On comprendra aussi par là pourquoi l’heure de l’aurore est tant recommandée aux amateurs de panoramas étendus : à ce moment, la chaleur du soleil n’est pas encore assez forte pour mettre en jeu l’évaporation, qui ne tardera pas à troubler l’atmosphère ; les basses couches d’air étant calmes, on voit fort loin au lever du soleil.

À propos de cette influence de l’évaporation se pose naturellement ici un curieux problème de météorologie relatif à la prévision du temps. On a constaté que la visibilité des lieux très éloignés était fréquemment un signe précurseur de la pluie : les observations insuffisantes et souvent contradictoires réunies jusqu’à présent ne permettent pas d’ériger en loi cette remarque empirique. Du 1er juillet 1879 au 1er mai 1880, les Alpes ont été visibles 4 fois à Lyon ; 19 fois la pluie a suivi l’apparition ; pour le mois de juillet 1879 seul, 10 apparitions, 7 fois suivies de pluie[1]. Bien que non passé encore en force de chose jugée, le fait est assez singulier et fréquent pour mériter une explication.

On a proposé celle-ci, inadmissible d’ailleurs : quand l’atmosphère est saturée d’humidité, quand par conséquent la pluie est imminente et subordonnée au plus petit abaissement de température, sa limpidité est parfaite ; la vapeur d’eau enveloppe, alourdit et fait tomber à terre les poussières en suspension dans l’air, qui se trouve ainsi éclairci, filtré. Voilà, dit-on, pourquoi un horizon pur présage de la pluie.

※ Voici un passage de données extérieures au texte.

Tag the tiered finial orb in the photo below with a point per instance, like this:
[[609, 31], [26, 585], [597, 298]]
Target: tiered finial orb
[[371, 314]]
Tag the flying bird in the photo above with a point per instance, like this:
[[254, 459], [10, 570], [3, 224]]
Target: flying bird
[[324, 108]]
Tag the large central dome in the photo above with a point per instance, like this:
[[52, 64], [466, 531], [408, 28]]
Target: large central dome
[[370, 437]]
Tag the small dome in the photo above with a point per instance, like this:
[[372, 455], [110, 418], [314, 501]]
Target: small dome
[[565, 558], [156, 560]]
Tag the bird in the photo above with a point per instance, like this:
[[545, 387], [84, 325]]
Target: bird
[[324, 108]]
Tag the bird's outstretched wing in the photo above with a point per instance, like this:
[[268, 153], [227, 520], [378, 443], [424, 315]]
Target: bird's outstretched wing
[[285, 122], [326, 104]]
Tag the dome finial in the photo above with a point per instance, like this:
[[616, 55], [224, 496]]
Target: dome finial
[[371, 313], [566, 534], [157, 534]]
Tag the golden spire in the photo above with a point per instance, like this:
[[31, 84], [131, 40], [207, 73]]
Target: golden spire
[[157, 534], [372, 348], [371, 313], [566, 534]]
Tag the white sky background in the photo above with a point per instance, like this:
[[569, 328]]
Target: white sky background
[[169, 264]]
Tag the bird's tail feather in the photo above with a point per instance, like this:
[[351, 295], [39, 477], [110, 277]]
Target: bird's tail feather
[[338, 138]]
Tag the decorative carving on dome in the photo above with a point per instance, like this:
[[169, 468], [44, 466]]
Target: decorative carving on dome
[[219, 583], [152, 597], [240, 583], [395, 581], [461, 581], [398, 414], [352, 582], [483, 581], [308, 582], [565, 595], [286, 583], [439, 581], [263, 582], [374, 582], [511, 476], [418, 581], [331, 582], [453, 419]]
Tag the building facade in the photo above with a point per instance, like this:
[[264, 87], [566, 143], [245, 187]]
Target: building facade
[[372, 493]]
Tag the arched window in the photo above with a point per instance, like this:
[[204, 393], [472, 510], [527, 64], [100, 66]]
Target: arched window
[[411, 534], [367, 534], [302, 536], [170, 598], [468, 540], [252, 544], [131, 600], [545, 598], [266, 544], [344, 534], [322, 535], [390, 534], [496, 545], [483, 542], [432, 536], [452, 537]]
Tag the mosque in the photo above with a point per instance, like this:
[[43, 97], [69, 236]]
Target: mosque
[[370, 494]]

Cette hypothèse est inacceptable : pour que la légère vapeur d’eau ait la force d’abattre sur le sol les poussières aériennes, assurément plus lourdes qu’elle-même, il faut qu’elle soit condensée à la surface de ces corpuscules : alors seulement ils se précipiteront, entraînés par le gaz humide liquéfié, par la vapeur condensée qui les surcharge, mais on aura en même temps, sinon de la pluie, du moins un brouillard dont l’effet ne sera pas précisément d’augmenter la sérénité de l’atmosphère ; la condensation de la vapeur se manifeste toujours par une chute de brume ou d’eau. L’erreur du raisonnement qui précède est flagrante : elle consiste à admettre qu’un gaz impalpable, plus ténu que l’air, puisse, sans être condensé, adhérer à un corps solide et le presser assez lourdement pour en occasionner la précipitation.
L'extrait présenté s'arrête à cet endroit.